Cheers to pumpkin ale

I need to give this stuff a try. Sounds interesting.

I’ve lifted this from the Epicurious blog feed.

America is the land of DIYers and our founding fathers were no exception. George Washington, Ben Franklin, and Thomas Jefferson are all said to have brewed beer from pumpkins. They had to: Barley and other ingredients used to make liquor in the Old World were scarce in America. So settlers used whatever they could get their hands on, including parsnips, molasses, squash, corn, and apples. (This also explains why applejack brandy was so popular back in the old days.) But truth be told, the craze for pumpkin beers didn’t really take off until the late 20th century, when craft brewers started playing with the genre.

What exactly is in pumpkin ale? Brewers can hand-cut (and roast) pumpkins and leave them in the mash as it ferments, or add pumpkin puree or even artificial pumpkin flavorings.
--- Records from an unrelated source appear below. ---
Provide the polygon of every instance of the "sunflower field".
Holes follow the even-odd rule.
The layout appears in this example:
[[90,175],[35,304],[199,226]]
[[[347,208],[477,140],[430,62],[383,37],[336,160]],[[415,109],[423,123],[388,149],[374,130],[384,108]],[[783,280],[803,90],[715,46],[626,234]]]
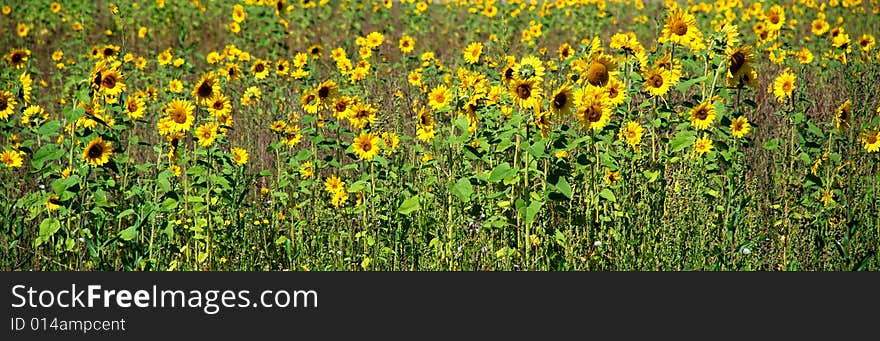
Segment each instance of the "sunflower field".
[[880,270],[877,0],[0,6],[4,270]]

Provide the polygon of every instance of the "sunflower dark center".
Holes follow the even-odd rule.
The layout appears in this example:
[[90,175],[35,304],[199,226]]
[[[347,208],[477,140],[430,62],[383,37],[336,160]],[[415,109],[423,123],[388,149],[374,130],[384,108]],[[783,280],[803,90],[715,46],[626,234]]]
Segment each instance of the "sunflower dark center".
[[602,63],[590,64],[590,70],[587,72],[587,81],[595,86],[604,86],[608,83],[608,68]]
[[730,55],[730,73],[736,74],[746,64],[746,55],[742,51],[736,51]]
[[706,110],[706,108],[700,108],[694,113],[694,117],[701,121],[705,120],[706,117],[709,117],[709,110]]
[[373,144],[370,143],[370,142],[364,143],[364,144],[363,144],[363,149],[364,149],[365,152],[368,152],[368,151],[370,151],[371,149],[373,149]]
[[275,10],[278,12],[284,11],[284,1],[278,1],[275,3]]
[[98,71],[97,73],[95,73],[95,79],[92,79],[92,83],[95,84],[95,86],[100,86],[102,78],[103,77],[101,75],[101,72]]
[[675,35],[683,36],[688,32],[688,25],[683,20],[677,20],[672,24],[672,33]]
[[306,96],[306,101],[305,101],[306,104],[312,103],[314,101],[315,101],[315,95],[309,94],[308,96]]
[[663,76],[661,75],[653,75],[651,76],[651,86],[655,88],[659,88],[663,86]]
[[184,108],[175,108],[171,111],[171,119],[177,124],[186,123],[186,110]]
[[93,144],[91,147],[89,147],[88,155],[90,159],[97,159],[103,154],[104,146],[102,146],[100,143]]
[[504,79],[511,79],[511,78],[513,78],[513,68],[509,67],[509,68],[507,68],[507,70],[504,70]]
[[617,91],[617,88],[610,87],[608,89],[608,98],[617,98],[617,94],[619,94],[619,92]]
[[101,86],[103,86],[107,89],[115,88],[116,87],[116,76],[113,74],[109,74],[109,75],[104,76],[104,78],[101,80]]
[[318,97],[327,98],[327,96],[330,96],[330,88],[328,88],[326,86],[320,87],[318,89]]
[[568,95],[564,92],[556,94],[553,96],[553,107],[556,109],[562,109],[565,107],[565,104],[568,103]]
[[770,23],[776,25],[779,23],[779,14],[773,13],[770,15]]
[[590,123],[599,122],[602,118],[602,108],[596,105],[591,105],[587,107],[586,112],[584,112],[584,117]]
[[53,197],[53,198],[49,198],[49,203],[52,205],[61,205],[61,200],[58,200],[58,198]]
[[312,54],[319,54],[319,53],[321,53],[321,49],[319,49],[317,47],[312,48]]
[[519,98],[527,99],[532,96],[532,87],[528,84],[517,85],[516,95],[519,96]]
[[128,112],[138,111],[138,104],[136,101],[129,101],[127,107],[128,107]]
[[9,100],[6,99],[6,96],[0,96],[0,111],[6,110],[9,107]]
[[201,98],[207,98],[214,93],[214,87],[206,80],[199,85],[199,89],[196,90],[196,94]]
[[12,60],[12,64],[21,63],[21,61],[24,60],[24,54],[21,52],[15,52],[10,59]]
[[868,144],[875,144],[875,143],[877,143],[877,134],[868,135]]
[[339,101],[335,105],[336,112],[343,112],[348,109],[348,105],[344,101]]
[[109,48],[109,47],[108,47],[108,48],[105,48],[105,49],[104,49],[104,57],[111,57],[111,56],[113,56],[113,55],[115,55],[115,54],[116,54],[116,51],[113,50],[112,48]]
[[223,101],[214,101],[214,110],[223,110]]
[[265,70],[266,70],[266,67],[263,66],[262,63],[257,64],[257,66],[254,66],[254,71],[256,71],[257,73],[263,72]]

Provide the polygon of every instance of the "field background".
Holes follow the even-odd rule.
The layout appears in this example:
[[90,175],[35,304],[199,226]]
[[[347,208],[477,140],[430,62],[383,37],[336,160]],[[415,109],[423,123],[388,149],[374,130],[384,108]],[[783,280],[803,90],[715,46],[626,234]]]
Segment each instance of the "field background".
[[[876,1],[0,5],[3,270],[880,268],[880,48],[866,36],[880,32]],[[775,30],[773,5],[784,14]],[[703,49],[658,42],[671,7],[692,13]],[[739,43],[718,29],[728,20]],[[627,32],[647,64],[612,47]],[[469,63],[463,51],[475,42],[481,54]],[[741,46],[754,54],[753,86],[726,81]],[[13,61],[16,50],[26,61]],[[304,74],[294,77],[299,53]],[[538,109],[515,100],[518,80],[505,75],[529,56],[546,69]],[[603,100],[608,122],[584,127],[577,105],[557,114],[558,90],[592,89],[606,56],[626,97]],[[680,80],[653,95],[646,75],[664,56]],[[240,77],[228,73],[235,66]],[[119,95],[94,81],[108,69],[124,79]],[[777,99],[768,87],[786,70],[795,88]],[[206,76],[229,117],[197,103]],[[309,113],[304,94],[327,81],[331,101],[356,98],[375,119],[359,127],[332,102]],[[433,108],[441,85],[452,97]],[[717,118],[695,127],[689,112],[714,96]],[[128,111],[136,98],[141,117]],[[174,100],[195,107],[177,137],[159,131]],[[25,114],[33,106],[42,111]],[[742,138],[730,127],[737,117],[751,125]],[[628,122],[643,129],[638,148],[620,134]],[[218,137],[204,145],[199,128],[210,124]],[[434,137],[420,139],[420,128]],[[367,133],[380,148],[369,160],[354,146]],[[101,165],[83,155],[97,137],[113,150]],[[706,153],[695,150],[701,138]],[[331,176],[342,191],[327,188]]]

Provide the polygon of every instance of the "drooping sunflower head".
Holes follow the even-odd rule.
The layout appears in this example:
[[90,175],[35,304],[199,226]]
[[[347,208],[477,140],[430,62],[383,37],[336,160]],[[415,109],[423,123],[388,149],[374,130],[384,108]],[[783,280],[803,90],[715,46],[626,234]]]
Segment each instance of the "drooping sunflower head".
[[232,104],[223,93],[218,92],[208,100],[208,112],[215,118],[225,116],[231,111]]
[[852,108],[852,101],[846,100],[840,106],[837,107],[837,112],[834,115],[835,123],[837,125],[837,129],[846,128],[849,126],[850,120],[850,110]]
[[101,137],[92,139],[83,150],[82,158],[93,167],[100,167],[110,161],[113,145]]
[[0,91],[0,120],[6,120],[15,112],[15,97],[9,91]]
[[749,119],[745,116],[740,116],[730,122],[730,132],[731,135],[735,138],[742,138],[749,133],[752,126],[749,124]]
[[376,121],[376,109],[369,103],[358,103],[352,108],[348,121],[357,129],[363,129]]
[[856,43],[859,44],[859,46],[862,48],[862,51],[869,52],[871,51],[871,48],[873,48],[874,45],[877,43],[877,40],[874,38],[873,35],[865,33],[861,37],[859,37]]
[[570,44],[562,43],[562,45],[559,45],[557,53],[559,55],[559,60],[565,61],[574,56],[574,49],[572,49]]
[[117,96],[125,91],[125,81],[116,69],[109,69],[101,75],[101,91],[109,96]]
[[257,59],[251,65],[251,73],[254,74],[254,78],[256,79],[265,79],[269,76],[269,63],[265,60]]
[[586,129],[602,130],[611,119],[604,89],[592,85],[584,86],[575,92],[575,115]]
[[125,100],[125,113],[132,120],[144,117],[144,98],[141,96],[128,96]]
[[861,139],[865,150],[869,153],[880,151],[880,131],[864,131]]
[[768,92],[773,93],[776,96],[776,100],[779,103],[782,103],[788,97],[791,97],[794,90],[797,88],[795,85],[795,75],[789,69],[785,69],[779,76],[773,80],[773,84]]
[[317,114],[318,106],[321,104],[318,101],[318,94],[314,89],[309,89],[303,91],[302,95],[299,98],[300,105],[303,110],[309,114]]
[[545,70],[541,59],[535,56],[526,56],[513,66],[513,77],[517,79],[536,78],[542,80]]
[[621,105],[626,101],[626,84],[617,77],[611,77],[608,84],[605,85],[605,94],[608,98],[608,105],[612,107]]
[[727,49],[727,77],[738,78],[743,72],[750,69],[754,62],[754,55],[748,46]]
[[165,107],[165,117],[168,118],[170,131],[186,131],[192,126],[195,116],[195,107],[187,100],[175,99]]
[[696,154],[698,157],[702,157],[703,154],[706,154],[711,150],[712,140],[710,140],[706,136],[698,138],[697,141],[694,143],[694,154]]
[[280,59],[275,62],[275,74],[279,76],[287,76],[290,71],[290,62],[287,59]]
[[445,85],[438,85],[428,94],[428,105],[434,110],[440,110],[452,102],[452,90]]
[[336,82],[328,79],[318,86],[315,93],[318,95],[318,101],[322,104],[329,104],[338,95],[338,89]]
[[620,128],[620,139],[626,141],[633,150],[636,152],[639,151],[639,144],[642,141],[642,135],[644,134],[645,129],[642,127],[639,122],[630,121],[627,122],[622,128]]
[[644,75],[645,78],[645,89],[648,90],[652,96],[663,96],[672,86],[669,81],[670,74],[669,71],[664,69],[651,69]]
[[324,47],[321,46],[320,44],[315,44],[315,45],[309,46],[308,51],[309,51],[309,56],[311,56],[312,59],[318,59],[318,58],[321,58],[321,55],[324,54]]
[[541,135],[544,137],[547,137],[547,135],[550,134],[550,127],[552,124],[550,113],[550,111],[541,110],[539,107],[535,107],[535,126],[538,127],[541,131]]
[[337,119],[344,120],[352,113],[353,101],[351,97],[339,96],[333,100],[333,116]]
[[663,42],[682,43],[697,30],[696,18],[684,9],[672,9],[663,26]]

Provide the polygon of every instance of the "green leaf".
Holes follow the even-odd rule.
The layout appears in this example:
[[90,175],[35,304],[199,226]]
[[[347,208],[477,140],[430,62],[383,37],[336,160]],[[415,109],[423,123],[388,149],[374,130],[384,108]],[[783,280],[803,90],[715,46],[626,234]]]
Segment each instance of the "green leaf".
[[421,208],[419,204],[419,195],[416,194],[403,200],[403,203],[400,204],[397,212],[403,215],[409,215],[410,213],[417,211],[419,208]]
[[128,216],[130,216],[130,215],[132,215],[132,214],[134,214],[134,209],[129,208],[129,209],[127,209],[127,210],[122,211],[121,213],[119,213],[119,214],[116,216],[116,219],[122,219],[122,218],[128,217]]
[[565,180],[565,177],[559,177],[559,181],[556,182],[556,189],[566,198],[571,199],[571,185],[568,184],[568,180]]
[[46,161],[57,160],[64,155],[64,150],[58,148],[57,144],[47,144],[34,153],[34,157],[31,158],[31,165],[34,166],[35,169],[43,169],[43,164]]
[[529,207],[526,207],[526,225],[531,224],[535,221],[535,216],[538,215],[538,212],[541,211],[541,206],[544,205],[542,201],[532,201],[529,203]]
[[49,240],[55,235],[55,232],[61,229],[61,222],[57,218],[46,218],[40,222],[40,236],[34,241],[35,246],[40,246],[44,241]]
[[675,137],[672,139],[670,144],[672,145],[672,152],[681,151],[687,147],[690,147],[697,141],[696,133],[692,131],[682,131],[678,134],[675,134]]
[[61,122],[52,120],[43,124],[43,126],[40,127],[40,130],[38,130],[38,133],[42,136],[48,137],[50,135],[55,135],[55,133],[58,132],[58,129],[61,129]]
[[610,202],[617,201],[617,197],[614,196],[614,192],[611,192],[611,190],[607,189],[607,188],[603,189],[601,192],[599,192],[599,196],[602,198],[605,198],[605,200],[608,200]]
[[162,201],[162,210],[171,211],[175,208],[177,208],[177,200],[167,198],[164,201]]
[[463,202],[470,201],[471,194],[473,193],[474,186],[471,185],[471,181],[468,178],[458,179],[458,182],[452,187],[452,194],[455,194]]
[[779,140],[778,139],[771,139],[770,141],[767,141],[766,143],[764,143],[764,150],[774,150],[776,148],[779,148]]
[[495,168],[492,169],[492,173],[489,174],[489,182],[496,183],[504,180],[508,177],[508,175],[513,172],[516,171],[510,168],[509,163],[504,162],[500,165],[495,166]]
[[130,241],[130,240],[136,238],[137,235],[138,235],[138,231],[137,231],[137,228],[135,228],[134,226],[129,227],[125,230],[119,231],[119,238],[122,238],[122,240],[124,240],[124,241]]

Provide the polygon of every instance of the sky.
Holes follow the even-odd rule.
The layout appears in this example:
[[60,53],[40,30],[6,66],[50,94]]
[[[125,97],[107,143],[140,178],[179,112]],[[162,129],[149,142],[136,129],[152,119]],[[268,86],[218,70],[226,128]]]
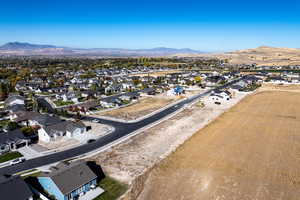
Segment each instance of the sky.
[[2,0],[0,45],[300,48],[299,10],[299,0]]

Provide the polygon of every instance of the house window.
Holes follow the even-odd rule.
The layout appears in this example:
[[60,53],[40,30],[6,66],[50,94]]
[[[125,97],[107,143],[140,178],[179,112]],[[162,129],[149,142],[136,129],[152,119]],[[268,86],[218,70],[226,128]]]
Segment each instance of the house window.
[[77,192],[78,192],[78,194],[82,193],[83,192],[83,187],[78,188]]

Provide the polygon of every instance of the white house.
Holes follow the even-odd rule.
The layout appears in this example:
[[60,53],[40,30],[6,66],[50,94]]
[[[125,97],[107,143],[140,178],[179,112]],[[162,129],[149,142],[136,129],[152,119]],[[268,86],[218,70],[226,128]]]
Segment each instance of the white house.
[[11,95],[5,100],[5,105],[14,106],[14,105],[24,105],[25,98],[20,95]]
[[209,99],[214,102],[214,103],[224,103],[226,101],[228,101],[229,99],[224,97],[224,96],[221,96],[221,95],[218,95],[218,94],[212,94],[211,96],[209,96]]
[[50,126],[41,127],[38,130],[39,140],[50,142],[63,137],[76,137],[86,133],[86,126],[81,122],[62,121]]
Most breweries also add spices such as nutmeg, ginger, clove, allspice, and cinnamon. Note: No one makes pumpkin beer exclusively out of pumpkin any more. For a palatable beverage, you also need malt, hops, yeast, and water. Expect average potency: 5-6% ABV. And for those wonder: Is it always pumpkin ale? The answer is no. Though rare, beer makers have experimented with other beer styles. Witness: Lakefront Pumpkin Lager, Four Peaks Pumpkin Porter, and Fisherman’s Pumpkin Stout.

What does it taste like? Some pumpkin beers feature subtle hints of the squash. Those are the good ones. Others taste like boozy pumpkin pie, often too sweet, cloying, and rich. The vast majority of companies play up the pumpkin-friendly spices more than anything else: cinnamon, nutmeg, allspice, clove, caramel, and ginger. Tasters may also detect notes of molasses, caramel, earthiness, and hazelnut.